El matrimonio cenó sopa, chicharros fritos y un plátano. Después del postre, don Roberto miró fijo para su mujer.
– ¿Qué quieres que te regale mañana? La mujer sonrió, llena de felicidad y de agradecimiento.
– ¡Ay, Roberto! ¡Qué alegría! Creí que este año tampoco te ibas a acordar.
– ¡Calla, boba! ¿Por qué no me iba a acordar? El año pasado fue por lo que fue, pero este año…
– ¡Ya ves! ¡Me encuentro tan poquita cosa!
A la mujer, como hubiese seguido, tan sólo un instante, pensando en su pequeñez, se le hubieran arrasado los ojos de lágrimas.
– Di, ¿qué quieres que te regale?
– Pero, hombre, ¡con lo mal que andamos!
Don Roberto, mirando para el plato, bajó un poco la voz.
– En la panadería pedí algo a cuenta.
La mujer lo miró cariñosa, casi entristecida.

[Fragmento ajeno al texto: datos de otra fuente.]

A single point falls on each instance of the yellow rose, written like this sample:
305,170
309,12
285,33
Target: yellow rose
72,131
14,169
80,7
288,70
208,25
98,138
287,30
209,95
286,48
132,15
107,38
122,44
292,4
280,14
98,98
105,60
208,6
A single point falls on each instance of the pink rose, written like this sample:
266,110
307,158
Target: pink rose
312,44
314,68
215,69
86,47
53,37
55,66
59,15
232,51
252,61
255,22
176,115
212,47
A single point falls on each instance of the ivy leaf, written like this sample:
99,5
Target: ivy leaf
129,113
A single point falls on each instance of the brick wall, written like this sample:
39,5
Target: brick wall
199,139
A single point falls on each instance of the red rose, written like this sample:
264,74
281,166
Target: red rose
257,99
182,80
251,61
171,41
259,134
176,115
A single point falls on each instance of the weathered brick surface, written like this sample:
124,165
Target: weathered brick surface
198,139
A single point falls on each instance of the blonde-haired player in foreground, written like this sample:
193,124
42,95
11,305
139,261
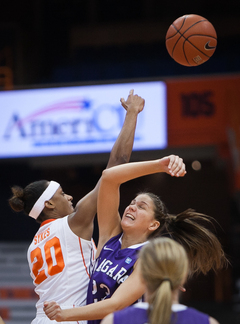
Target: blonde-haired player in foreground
163,268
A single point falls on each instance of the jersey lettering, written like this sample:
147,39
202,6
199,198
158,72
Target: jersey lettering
54,260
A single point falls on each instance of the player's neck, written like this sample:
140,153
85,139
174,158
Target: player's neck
129,240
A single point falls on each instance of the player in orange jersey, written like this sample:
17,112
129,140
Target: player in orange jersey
61,253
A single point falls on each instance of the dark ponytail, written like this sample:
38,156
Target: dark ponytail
24,199
190,229
204,250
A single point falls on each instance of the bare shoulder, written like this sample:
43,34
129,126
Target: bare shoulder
108,319
213,320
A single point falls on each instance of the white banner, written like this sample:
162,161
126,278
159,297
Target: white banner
78,120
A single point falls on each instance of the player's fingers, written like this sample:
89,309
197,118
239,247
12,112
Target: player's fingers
123,103
131,92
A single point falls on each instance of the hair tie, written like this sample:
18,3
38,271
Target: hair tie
167,279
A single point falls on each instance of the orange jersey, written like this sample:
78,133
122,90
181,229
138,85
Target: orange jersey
60,263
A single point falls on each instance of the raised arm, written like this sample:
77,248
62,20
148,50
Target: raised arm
81,222
108,197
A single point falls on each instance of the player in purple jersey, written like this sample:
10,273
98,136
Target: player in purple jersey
145,217
164,268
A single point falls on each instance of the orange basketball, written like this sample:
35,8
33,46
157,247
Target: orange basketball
191,40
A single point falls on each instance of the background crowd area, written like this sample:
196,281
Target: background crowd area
87,42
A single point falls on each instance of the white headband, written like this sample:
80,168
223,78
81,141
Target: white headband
46,195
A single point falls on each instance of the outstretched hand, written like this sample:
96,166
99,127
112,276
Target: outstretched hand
134,102
53,311
173,165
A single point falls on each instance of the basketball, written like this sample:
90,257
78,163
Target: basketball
191,40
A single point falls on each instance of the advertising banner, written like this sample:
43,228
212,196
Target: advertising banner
78,120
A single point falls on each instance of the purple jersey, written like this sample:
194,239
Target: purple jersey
112,267
137,314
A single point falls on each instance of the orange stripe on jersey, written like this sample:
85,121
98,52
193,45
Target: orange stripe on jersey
47,221
94,250
73,307
80,243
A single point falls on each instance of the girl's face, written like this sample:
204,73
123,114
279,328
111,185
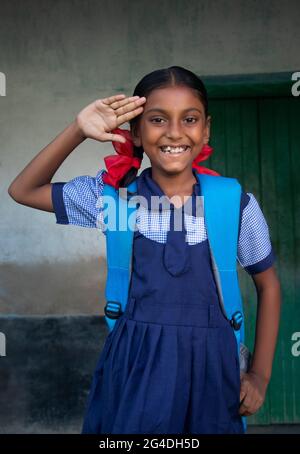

– ¡Qué tonta soy! Con la conversación me había olvidado de darte un vaso de leche.
Don Roberto, mientras su mujer fue a la fresquera, con tinuó:
– Me dieron también diez pesetas para comprarles alguna chuchería a los niños.
– ¡Qué bueno eres, Roberto!
– No, hija, son cosas tuyas; como todos, ni mejor ni peor.
Don Roberto se bebió un vaso de leche, su mujer le da siempre un vaso de leche de sobrealimentación.
– A los chicos pensé comprarles una pelota. Si sobra algo, me tomaré un vermú. No pensaba decirte nada, pero, ¡ya ves!, no sé guardar un secreto.
A doña Ramona Bragado le llamó por teléfono don Mario de la Vega, uno que tiene una imprenta. El hombre quería noticias de algo detrás de lo que andaba ya desde hacia varios dias.
– Y además, son ustedes del mismo oficio, la chica trabaja en una imprenta, yo creo que no ha pasado de aprendiza.
– ¿Ah, sí? ¿En cuál?
– En una que se llama tipografía "El Porvenir", que está en la calle de la Madera.
– Ya, ya; bueno, mejor, asi todo queda en el gremio. Oiga, ¿y usted cree que…? ¿Eh?
– Sí, descuide usted, eso es cosa mía. Mañana, cuando eche usted el cierre, pásese por la lechería y me saluda con cualquier disculpa.
– Sí, sí.
– Pues eso. Yo se la tendré allí, ya veremos con qué motivo. La cosa me parece que ya está madurita, que ya está al caer. La criatura está muy harta de calamidades y no aguanta más que lo que queramos dejarla tranquila. Además, tiene el novio enfermo y quiere comprarle medicinas; estas enamoradas son las más fáciles, ya verá usted. Esto es pan comido.